Friday, 13 September 2013 03:33 -     - {{hitsCtrl.values.hits}}

  • Says no point in a regulator if there is no responsibility after registering companies as safe to deposit
By Dharisha Bastians The collapse of financial institutions every other year is a damning indictment on the banking regulator, the main opposition United National Party charged yesterday, slamming the Central Bank for misleading innocent depositors after another registered finance company was declared to be in trouble recently. Some 6,000 depositors have been left high and dry after it was found that Central Investments and Finance PLC (CIFL) was in deep financial trouble. “If the Central Bank is the regulator and continues to register such companies as safe for public deposits, there is no justification for them to throw their hands up and declare they can’t do anything about it now,” UNP National List Legislator and Economist Dr.
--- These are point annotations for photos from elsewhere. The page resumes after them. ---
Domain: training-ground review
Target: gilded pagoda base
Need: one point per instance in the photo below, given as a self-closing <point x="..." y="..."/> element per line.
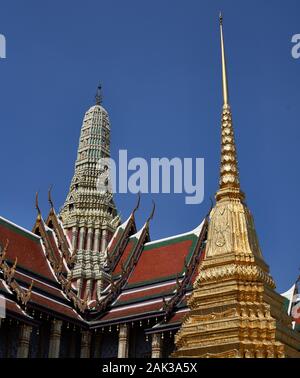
<point x="235" y="319"/>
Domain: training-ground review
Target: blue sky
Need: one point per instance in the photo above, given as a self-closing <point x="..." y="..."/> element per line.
<point x="159" y="63"/>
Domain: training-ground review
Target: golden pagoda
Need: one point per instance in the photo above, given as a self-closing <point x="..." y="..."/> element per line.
<point x="235" y="310"/>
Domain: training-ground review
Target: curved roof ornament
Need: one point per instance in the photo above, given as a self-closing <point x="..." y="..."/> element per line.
<point x="138" y="204"/>
<point x="152" y="213"/>
<point x="37" y="205"/>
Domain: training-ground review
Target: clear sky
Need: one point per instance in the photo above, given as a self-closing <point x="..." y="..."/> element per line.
<point x="159" y="63"/>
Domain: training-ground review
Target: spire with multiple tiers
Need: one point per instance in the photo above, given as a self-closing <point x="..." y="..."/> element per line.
<point x="234" y="309"/>
<point x="88" y="214"/>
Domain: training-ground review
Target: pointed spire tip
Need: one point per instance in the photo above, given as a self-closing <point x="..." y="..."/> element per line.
<point x="98" y="96"/>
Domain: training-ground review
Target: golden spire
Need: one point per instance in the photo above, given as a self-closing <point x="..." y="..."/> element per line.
<point x="224" y="71"/>
<point x="229" y="175"/>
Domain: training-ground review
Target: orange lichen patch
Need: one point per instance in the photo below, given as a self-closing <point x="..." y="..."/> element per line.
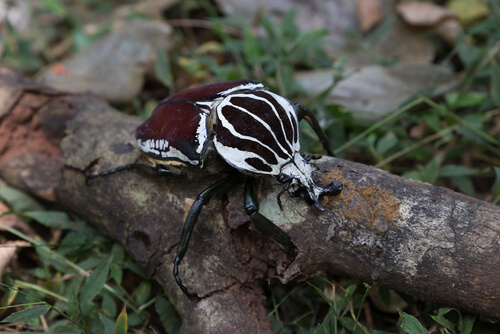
<point x="372" y="206"/>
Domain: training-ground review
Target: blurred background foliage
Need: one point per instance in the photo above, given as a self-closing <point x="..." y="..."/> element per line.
<point x="412" y="87"/>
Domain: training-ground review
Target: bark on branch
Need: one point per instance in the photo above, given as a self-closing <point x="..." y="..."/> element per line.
<point x="426" y="241"/>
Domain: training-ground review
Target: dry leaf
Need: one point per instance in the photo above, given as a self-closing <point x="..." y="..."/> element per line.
<point x="417" y="13"/>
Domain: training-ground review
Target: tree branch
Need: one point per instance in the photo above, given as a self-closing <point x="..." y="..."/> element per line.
<point x="426" y="241"/>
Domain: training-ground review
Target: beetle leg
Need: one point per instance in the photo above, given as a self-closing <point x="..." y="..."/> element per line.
<point x="285" y="188"/>
<point x="190" y="222"/>
<point x="304" y="113"/>
<point x="263" y="224"/>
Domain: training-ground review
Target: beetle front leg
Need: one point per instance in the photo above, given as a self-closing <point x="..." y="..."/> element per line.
<point x="190" y="222"/>
<point x="262" y="223"/>
<point x="304" y="113"/>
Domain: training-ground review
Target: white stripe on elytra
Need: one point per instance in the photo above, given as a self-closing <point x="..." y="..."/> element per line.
<point x="284" y="104"/>
<point x="292" y="117"/>
<point x="261" y="121"/>
<point x="247" y="86"/>
<point x="226" y="124"/>
<point x="237" y="158"/>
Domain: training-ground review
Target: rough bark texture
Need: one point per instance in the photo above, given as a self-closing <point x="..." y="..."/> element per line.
<point x="426" y="241"/>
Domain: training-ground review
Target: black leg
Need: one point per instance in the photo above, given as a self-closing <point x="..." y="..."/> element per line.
<point x="264" y="225"/>
<point x="304" y="113"/>
<point x="190" y="222"/>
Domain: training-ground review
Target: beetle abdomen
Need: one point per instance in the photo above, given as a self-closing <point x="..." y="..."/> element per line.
<point x="257" y="131"/>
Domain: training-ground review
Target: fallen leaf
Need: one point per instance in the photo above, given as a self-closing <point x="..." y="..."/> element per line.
<point x="369" y="13"/>
<point x="418" y="13"/>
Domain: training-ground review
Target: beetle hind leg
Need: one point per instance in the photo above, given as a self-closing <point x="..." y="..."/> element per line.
<point x="190" y="222"/>
<point x="304" y="113"/>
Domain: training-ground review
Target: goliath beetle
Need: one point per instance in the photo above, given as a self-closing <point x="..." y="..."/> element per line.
<point x="234" y="128"/>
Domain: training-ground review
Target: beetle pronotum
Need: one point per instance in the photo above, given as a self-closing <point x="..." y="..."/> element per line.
<point x="232" y="127"/>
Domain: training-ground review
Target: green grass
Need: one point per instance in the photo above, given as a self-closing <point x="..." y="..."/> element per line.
<point x="81" y="282"/>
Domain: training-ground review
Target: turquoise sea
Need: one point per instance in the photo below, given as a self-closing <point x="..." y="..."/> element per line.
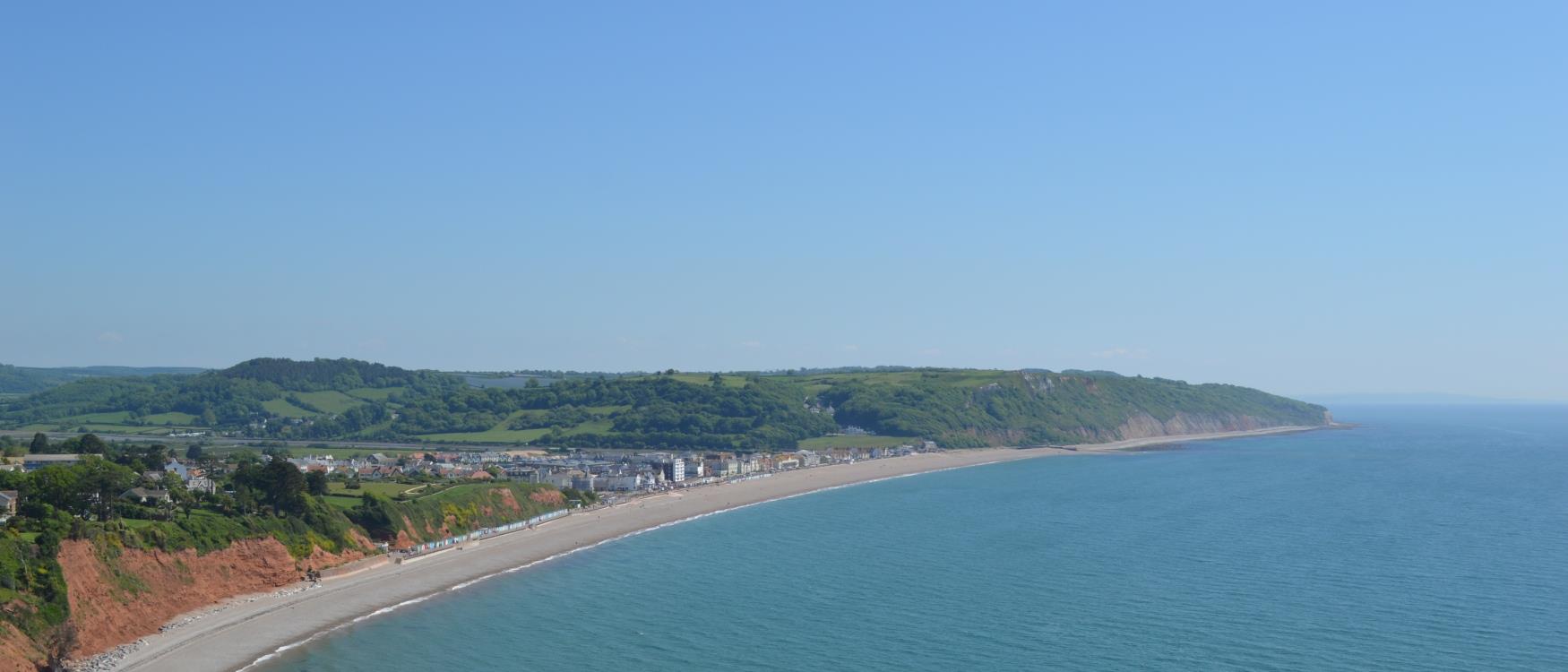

Harsha De Silva. De Silva said that if Sri Lankan financial institutions were failing, the supervisory authority was neglecting its duty. “Otherwise, for what earthly purpose is there a regulator of banks?” an irate De Silva demanded. The Central Bank had learnt no lessons from the Sakvithi and Golden Key catastrophes, the UNP Parliamentarian said, charging that promised legislation to prevent public deposits being jeopardised were being relegated to the bookshelves. He said that the banking regulator had now come up with a rescue scheme for troubled financial institutions, but the last time the Central Bank had undertaken the restructuring of finance companies, it had been an unmitigated disaster. “The Finance Company was taken over by the Central Bank for ‘restructuring’. In 2012 it turned a marginal profit of Rs. 15 million. By March 2013, it had made a loss of Rs. 1.5 billion under a Central Bank-appointed Management Board,” De Silva charged. Citing the Central Bank’s Strategic Plan for 2010-2014, De Silva said specific mention had been made of steps to be taken to regulate non-banking financial institutions. A key goal in that plan was to “make the market and the public aware” of companies in trouble, De Silva noted. “According to this strategic plan, the list of troubled companies was to be published every quarter by the Central Bank – this has been confined to paper,” the UNP MP said. De Silva charged that the Central Bank was being negligent by allowing fraudsters and confidence tricksters to play out innocent depositors of their lifesavings. “Somebody has to take responsibility – if the Central Bank is registering these companies, who’s to blame?” he charged.